— Так именно поэтому ты меня к нему не пустил, и держишь в этой комнате?

— Да, — кивнул Шнитор и опять замолчал. Скорее всего, он надеялся, что мне удастся догадаться о предмете разговора, правда я такой верой в собственные силы не обладала, поэтому начала терять терпение.

— Что «да», Шнитор? Зачем искал? Почему мы здесь прячемся? Да что я из тебя каждое слово клещами вытягиваю?!

— Полчаса назад вернулся в дом барон, — заговорил наконец распорядитель. Я, боясь сбить его с мысли, молчала. — Злющий, как суслики вашей матушки. Сразу поднялся к виконту, и что-то ему выговаривал. Я не подслушивал, — смутился Шнитор. — Лиззи полы рядом мыла, и мне все рассказала. Я ее отругал конечно, и…
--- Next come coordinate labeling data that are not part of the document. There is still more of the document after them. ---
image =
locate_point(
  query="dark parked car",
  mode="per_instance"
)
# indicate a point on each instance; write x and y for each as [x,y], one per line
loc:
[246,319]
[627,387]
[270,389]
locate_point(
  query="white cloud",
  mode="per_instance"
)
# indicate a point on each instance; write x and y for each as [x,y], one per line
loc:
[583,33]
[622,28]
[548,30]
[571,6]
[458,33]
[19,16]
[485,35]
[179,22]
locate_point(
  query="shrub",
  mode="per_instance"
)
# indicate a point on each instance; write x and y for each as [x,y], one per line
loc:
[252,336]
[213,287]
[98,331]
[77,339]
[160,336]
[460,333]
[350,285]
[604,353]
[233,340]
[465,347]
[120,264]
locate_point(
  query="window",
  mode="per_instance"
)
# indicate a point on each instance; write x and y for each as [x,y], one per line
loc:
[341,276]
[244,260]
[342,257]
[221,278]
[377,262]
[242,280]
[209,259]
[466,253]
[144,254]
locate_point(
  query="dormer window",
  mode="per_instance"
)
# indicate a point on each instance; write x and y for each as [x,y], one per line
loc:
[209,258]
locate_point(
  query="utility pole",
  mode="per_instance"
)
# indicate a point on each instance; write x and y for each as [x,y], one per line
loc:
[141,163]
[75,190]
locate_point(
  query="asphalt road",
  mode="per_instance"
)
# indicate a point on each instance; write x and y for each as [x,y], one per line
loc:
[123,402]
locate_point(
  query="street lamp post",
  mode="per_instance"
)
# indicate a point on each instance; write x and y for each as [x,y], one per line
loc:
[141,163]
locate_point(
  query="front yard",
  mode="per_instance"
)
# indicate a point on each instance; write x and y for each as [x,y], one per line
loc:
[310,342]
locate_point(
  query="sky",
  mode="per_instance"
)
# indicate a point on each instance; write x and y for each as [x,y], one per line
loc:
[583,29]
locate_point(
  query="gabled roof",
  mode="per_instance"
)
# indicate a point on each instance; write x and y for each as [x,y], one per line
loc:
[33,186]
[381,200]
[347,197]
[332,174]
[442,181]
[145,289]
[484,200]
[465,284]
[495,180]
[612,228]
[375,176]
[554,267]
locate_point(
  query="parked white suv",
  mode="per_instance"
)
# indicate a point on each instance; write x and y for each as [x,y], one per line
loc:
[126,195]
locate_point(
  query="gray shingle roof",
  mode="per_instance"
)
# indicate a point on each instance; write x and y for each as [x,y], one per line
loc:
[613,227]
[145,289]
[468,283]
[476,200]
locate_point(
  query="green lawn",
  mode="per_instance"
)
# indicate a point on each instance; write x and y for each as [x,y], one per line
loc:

Я кивнула, призывая его продолжать. Насколько я знаю, уборка в нашем доме проводится по утрам, когда все еще спят. Ни разу еще не было такого, чтобы по лестницам люди ходили, а у них под ногами тряпкой махали, но журить распорядителя, а тем более, горничную, я не собиралась. Их нехорошие привычки играют в моей жизни слишком хорошую роль.

— …В общем, как только ГритБерли вышел, ваш отец и начал розыски. Дарлайн послал в саду посмотреть, а вы все не идете и не идете. Батюшка гневается уже, каждую минуту о вас спрашивает, может быть, вы будете себя вести немного… помягче? Не стоит гневить виконта.

— Спасибо, Шнитор, — вздохнула я. — Но предупреждение запоздало. С бароном мы уже повздорили, а уж в том, что он побежит ябедничать я и не сомневалась.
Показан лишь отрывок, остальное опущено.